Lors de notre rencontre avec Henri en 2015, il commençait tout juste à remonter la pente. « Si j’y retourne, je me mets une balle dans la tête direct. L’enfer pour moi, il est derrière. » Sorti le 4 juin 2014, il a passé 21 mois derrière les barreaux, d’abord à la Maison d’Arrêt d’Orléans (France), fermée le 12 octobre 2014 pour insalubrité, puis au centre pénitentiaire de Châteauroux (France).
Ses premiers mots décrivent la petitesse des fenêtres et la froideur des repas. Certains prisonniers se faisaient à manger dans leurs propres cellules pour améliorer leur alimentation, malgré l’interdiction pour risque d’incendie. Henri a travaillé comme cuisinier pendant 8 mois et touchait 200€ par mois. Les règles d’hygiène n’étaient pas respectées et les cuisiniers mangeaient directement dans les plats qu’ils allaient servir.
« La prison on l’a au fond de nous et elle y reste »
Tous les matins à 7h00, les surveillants réveillaient les prisonniers en leur demandant leur matricule. Après le petit-déjeuner, ils allaient en cours ou restaient dans leur cellule jusqu’à midi. Une heure de promenade était possible avant et après le déjeuner. A 17h30 le dîner était servi et les portes des cellules fermaient à 18h00.
Pour passer le temps, Henri écrivait des poèmes, jouait à la PlayStation, faisait un peu de sport et suivait des cours, ce qui lui a permis d’obtenir une licence en droit. Cependant, il restait souvent en cellule, par « peur de se faire latter ».
Henri déclare avec affliction que « la prison on l’a au fond de nous et elle y reste ». Il doit continuellement faire attention à ce qu’il fait, par peur d’y retourner, et ajoute que quelque chose s’est brisé au fond de lui, qui ne pourra jamais être réparé. Depuis sa sortie, il se trouve violent. En détention, la violence physique et psychique était quotidienne : drogues, alcool, contrebande, bakchichs. Un jour, un codétenu s’est suicidé. Un autre jour, Henri s’est fait tabasser devant des surveillants. Il a également failli aller au mitard (ou cellule disciplinaire) pour avoir critiqué la vétusté des locaux.
La réinsertion pire que la prison
Henri blâme beaucoup l’Etat pour le manque d’accompagnement des condamnés et pour les conséquences des peines sur les familles des détenus. Il affirme que la prison a pour but la destruction, pas la réinsertion ; celle-ci devrait être primordiale, de manière à éviter la récidive. Il souhaite que le travail du SPIP (Service Pénitentiaire d’Insertion et de Probation) soit renforcé, pour empêcher qu’à leur sortie les condamnés ne se débrouillent seuls, comme ce fut son cas.

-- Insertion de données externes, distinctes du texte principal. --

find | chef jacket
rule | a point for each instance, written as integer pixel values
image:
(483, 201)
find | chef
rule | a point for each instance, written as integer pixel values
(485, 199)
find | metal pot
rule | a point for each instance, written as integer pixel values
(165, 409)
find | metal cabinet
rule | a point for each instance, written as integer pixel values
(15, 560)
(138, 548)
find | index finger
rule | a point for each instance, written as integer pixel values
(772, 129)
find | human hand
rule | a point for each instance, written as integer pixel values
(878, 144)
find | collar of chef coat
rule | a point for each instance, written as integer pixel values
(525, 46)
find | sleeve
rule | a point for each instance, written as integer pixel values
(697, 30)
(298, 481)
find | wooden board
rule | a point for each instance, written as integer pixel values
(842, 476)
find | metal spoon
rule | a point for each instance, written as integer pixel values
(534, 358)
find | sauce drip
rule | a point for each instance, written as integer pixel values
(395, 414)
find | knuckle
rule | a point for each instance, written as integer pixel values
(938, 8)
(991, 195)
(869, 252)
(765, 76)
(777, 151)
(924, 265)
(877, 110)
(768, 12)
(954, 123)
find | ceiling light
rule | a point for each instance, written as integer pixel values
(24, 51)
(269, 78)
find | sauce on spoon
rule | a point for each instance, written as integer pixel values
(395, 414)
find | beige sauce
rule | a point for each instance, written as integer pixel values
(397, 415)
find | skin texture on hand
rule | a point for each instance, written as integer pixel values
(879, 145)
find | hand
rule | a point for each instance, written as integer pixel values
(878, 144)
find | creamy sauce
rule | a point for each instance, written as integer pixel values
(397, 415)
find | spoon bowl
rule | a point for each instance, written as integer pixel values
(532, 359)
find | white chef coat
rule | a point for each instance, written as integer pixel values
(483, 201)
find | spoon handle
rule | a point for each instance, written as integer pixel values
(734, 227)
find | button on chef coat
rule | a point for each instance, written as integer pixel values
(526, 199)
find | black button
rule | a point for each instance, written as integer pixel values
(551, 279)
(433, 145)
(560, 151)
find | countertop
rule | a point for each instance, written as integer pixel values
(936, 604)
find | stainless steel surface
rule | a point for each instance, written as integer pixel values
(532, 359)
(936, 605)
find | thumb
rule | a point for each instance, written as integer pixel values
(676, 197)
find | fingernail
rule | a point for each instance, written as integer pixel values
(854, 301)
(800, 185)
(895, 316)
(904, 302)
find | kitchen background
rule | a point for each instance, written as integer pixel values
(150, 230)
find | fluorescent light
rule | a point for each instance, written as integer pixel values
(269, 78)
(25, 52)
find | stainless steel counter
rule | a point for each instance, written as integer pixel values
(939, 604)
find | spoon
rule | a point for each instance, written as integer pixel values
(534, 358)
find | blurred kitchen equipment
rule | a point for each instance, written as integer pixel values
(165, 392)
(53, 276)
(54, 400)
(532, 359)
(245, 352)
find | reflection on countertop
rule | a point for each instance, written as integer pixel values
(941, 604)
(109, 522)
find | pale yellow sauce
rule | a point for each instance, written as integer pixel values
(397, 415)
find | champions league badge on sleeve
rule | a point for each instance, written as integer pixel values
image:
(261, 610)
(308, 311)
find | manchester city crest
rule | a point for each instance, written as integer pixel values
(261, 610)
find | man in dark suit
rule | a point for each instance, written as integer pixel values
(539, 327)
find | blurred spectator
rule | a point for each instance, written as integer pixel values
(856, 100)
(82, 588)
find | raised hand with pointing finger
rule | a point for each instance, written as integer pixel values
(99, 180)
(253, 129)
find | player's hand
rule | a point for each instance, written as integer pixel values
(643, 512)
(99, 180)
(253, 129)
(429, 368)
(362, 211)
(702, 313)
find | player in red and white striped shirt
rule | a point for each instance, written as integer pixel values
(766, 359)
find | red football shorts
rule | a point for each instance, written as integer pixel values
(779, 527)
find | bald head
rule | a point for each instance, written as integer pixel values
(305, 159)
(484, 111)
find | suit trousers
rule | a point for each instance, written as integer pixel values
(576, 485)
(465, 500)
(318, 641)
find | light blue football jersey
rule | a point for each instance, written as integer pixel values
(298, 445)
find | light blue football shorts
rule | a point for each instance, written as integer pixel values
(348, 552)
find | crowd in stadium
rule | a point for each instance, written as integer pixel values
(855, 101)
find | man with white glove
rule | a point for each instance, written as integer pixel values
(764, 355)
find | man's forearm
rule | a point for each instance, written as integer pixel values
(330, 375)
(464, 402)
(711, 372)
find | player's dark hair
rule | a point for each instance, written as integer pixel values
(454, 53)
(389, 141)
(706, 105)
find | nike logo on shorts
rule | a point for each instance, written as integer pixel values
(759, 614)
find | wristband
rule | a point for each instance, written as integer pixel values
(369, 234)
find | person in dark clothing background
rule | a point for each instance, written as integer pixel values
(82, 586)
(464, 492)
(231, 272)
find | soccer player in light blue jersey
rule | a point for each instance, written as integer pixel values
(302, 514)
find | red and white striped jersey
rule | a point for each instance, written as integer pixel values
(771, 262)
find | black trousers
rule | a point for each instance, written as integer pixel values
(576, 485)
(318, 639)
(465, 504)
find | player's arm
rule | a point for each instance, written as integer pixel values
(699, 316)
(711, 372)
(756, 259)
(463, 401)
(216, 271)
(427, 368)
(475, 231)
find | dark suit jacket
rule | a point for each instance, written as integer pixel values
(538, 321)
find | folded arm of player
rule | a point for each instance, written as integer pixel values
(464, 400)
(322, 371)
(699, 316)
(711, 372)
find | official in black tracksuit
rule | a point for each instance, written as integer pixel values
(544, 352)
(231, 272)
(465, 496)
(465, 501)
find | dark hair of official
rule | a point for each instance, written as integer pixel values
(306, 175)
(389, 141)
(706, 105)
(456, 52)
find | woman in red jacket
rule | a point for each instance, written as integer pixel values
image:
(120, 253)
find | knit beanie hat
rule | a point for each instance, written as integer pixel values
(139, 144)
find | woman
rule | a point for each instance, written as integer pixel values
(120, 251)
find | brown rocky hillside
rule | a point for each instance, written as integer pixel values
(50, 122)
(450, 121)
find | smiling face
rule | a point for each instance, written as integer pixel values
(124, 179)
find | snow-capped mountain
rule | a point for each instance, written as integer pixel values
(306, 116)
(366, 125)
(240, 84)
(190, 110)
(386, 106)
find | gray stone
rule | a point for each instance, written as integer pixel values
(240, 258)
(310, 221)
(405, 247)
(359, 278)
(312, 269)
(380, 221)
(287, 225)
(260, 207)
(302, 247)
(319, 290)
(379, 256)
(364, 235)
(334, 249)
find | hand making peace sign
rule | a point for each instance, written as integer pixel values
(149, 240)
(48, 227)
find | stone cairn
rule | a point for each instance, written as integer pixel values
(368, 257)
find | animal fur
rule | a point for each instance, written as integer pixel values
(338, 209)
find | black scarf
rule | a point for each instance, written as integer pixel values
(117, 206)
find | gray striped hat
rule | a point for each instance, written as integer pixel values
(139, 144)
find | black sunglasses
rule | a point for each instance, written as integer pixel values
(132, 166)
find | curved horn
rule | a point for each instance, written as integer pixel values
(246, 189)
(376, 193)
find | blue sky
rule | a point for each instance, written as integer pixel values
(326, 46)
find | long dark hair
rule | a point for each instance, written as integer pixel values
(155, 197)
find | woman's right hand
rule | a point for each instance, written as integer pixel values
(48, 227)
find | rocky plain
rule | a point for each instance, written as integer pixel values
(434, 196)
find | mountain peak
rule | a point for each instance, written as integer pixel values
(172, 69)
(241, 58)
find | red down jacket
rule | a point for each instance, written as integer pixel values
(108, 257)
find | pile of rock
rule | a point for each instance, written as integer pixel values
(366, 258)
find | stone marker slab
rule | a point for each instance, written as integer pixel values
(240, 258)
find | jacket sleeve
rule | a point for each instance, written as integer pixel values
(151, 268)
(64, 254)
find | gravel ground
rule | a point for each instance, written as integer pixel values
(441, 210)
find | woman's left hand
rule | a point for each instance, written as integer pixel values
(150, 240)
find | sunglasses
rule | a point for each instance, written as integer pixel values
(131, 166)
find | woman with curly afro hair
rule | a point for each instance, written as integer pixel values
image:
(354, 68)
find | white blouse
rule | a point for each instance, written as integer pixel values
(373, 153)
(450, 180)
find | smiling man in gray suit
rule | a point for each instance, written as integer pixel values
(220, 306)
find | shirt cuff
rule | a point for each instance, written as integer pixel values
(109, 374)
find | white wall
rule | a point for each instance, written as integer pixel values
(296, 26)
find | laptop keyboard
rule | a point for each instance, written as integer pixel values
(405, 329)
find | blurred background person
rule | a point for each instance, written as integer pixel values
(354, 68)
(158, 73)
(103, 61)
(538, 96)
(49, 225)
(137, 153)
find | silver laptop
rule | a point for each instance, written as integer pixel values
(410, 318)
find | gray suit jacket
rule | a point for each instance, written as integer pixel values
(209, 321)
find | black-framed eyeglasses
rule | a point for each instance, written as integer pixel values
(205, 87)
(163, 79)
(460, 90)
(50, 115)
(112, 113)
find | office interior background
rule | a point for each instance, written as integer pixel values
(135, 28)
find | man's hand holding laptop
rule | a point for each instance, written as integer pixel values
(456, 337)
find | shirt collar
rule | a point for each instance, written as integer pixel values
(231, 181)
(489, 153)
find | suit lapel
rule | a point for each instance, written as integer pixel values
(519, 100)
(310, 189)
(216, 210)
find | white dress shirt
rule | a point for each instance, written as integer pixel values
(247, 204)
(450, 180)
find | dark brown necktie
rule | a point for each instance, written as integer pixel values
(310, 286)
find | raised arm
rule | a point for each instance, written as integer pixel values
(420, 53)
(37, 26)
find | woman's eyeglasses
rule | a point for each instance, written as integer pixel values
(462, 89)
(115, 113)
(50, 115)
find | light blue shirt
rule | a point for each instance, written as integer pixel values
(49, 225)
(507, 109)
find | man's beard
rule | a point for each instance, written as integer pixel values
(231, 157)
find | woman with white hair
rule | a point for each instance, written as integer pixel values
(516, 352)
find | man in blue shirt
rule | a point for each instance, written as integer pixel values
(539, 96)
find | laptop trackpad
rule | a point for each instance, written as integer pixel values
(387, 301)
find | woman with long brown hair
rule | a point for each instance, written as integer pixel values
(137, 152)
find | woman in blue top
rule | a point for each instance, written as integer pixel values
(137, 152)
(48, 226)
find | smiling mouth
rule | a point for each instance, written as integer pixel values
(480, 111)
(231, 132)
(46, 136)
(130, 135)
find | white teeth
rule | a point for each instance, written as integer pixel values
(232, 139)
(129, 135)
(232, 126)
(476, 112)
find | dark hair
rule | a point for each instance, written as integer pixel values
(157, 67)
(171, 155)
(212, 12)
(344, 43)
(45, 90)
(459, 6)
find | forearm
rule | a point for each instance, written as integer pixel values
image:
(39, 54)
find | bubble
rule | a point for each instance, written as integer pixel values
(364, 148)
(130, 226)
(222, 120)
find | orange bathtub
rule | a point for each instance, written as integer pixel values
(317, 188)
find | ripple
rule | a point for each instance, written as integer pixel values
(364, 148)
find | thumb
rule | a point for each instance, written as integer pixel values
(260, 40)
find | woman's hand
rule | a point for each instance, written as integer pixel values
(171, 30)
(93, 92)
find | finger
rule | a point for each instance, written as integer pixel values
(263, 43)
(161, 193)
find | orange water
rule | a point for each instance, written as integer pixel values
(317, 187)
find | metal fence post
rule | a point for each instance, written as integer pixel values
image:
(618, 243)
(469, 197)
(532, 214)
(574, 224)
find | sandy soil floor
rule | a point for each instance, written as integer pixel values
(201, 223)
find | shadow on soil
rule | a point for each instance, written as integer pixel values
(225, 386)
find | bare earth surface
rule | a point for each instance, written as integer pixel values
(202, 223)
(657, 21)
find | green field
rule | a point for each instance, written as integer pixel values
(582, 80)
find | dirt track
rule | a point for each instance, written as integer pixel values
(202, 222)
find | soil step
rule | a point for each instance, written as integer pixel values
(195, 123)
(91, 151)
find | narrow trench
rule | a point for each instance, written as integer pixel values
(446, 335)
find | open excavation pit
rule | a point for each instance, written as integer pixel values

La réinsertion fut pour lui pire que la prison. Il avait pour seule aide un suivi médical et une visite au SPIP une fois tous les trois mois. Avec les 500€ qu’il avait pu économiser et des emprunts, il a réussi à ouvrir une boutique de bric-à-brac, qu’il a récemment agrandie.
Pourtant, Henri a l’impression de vivre comme s’il était encore en prison. Il ressent la même solitude. Il rend des comptes à ses collègues, au SPIP, à sa famille, à son avocat. Même son corps lui fait faux bond, avec des problèmes de santé qui s’accumulent. Il conclut, morose et désolé : « la prison détruit. C’est la pire des choses qui puisse arriver à un homme. »
Dans les prisons francophones de Belgique, la colère gronde et ne désenfle pas. Depuis le 25 avril 2016, les agents pénitentiaires font grève en réaction à l’ajustement budgétaire du ministre de la Justice Koen Geens. Les conditions de détention s’en trouvent fortement impactées. C’est dans ce contexte que nous donnons la parole à d’anciens détenus tout au long de la semaine. Ces rencontres ont été réalisées en France entre décembre et juillet 2015, dans le cadre d’un « crédit projet », c’est-à-dire un projet journalistique libre réalisé en fin de cycle de baccalauréat. Elles sont l’occasion d’une réflexion sur l’enfermement et ses séquelles.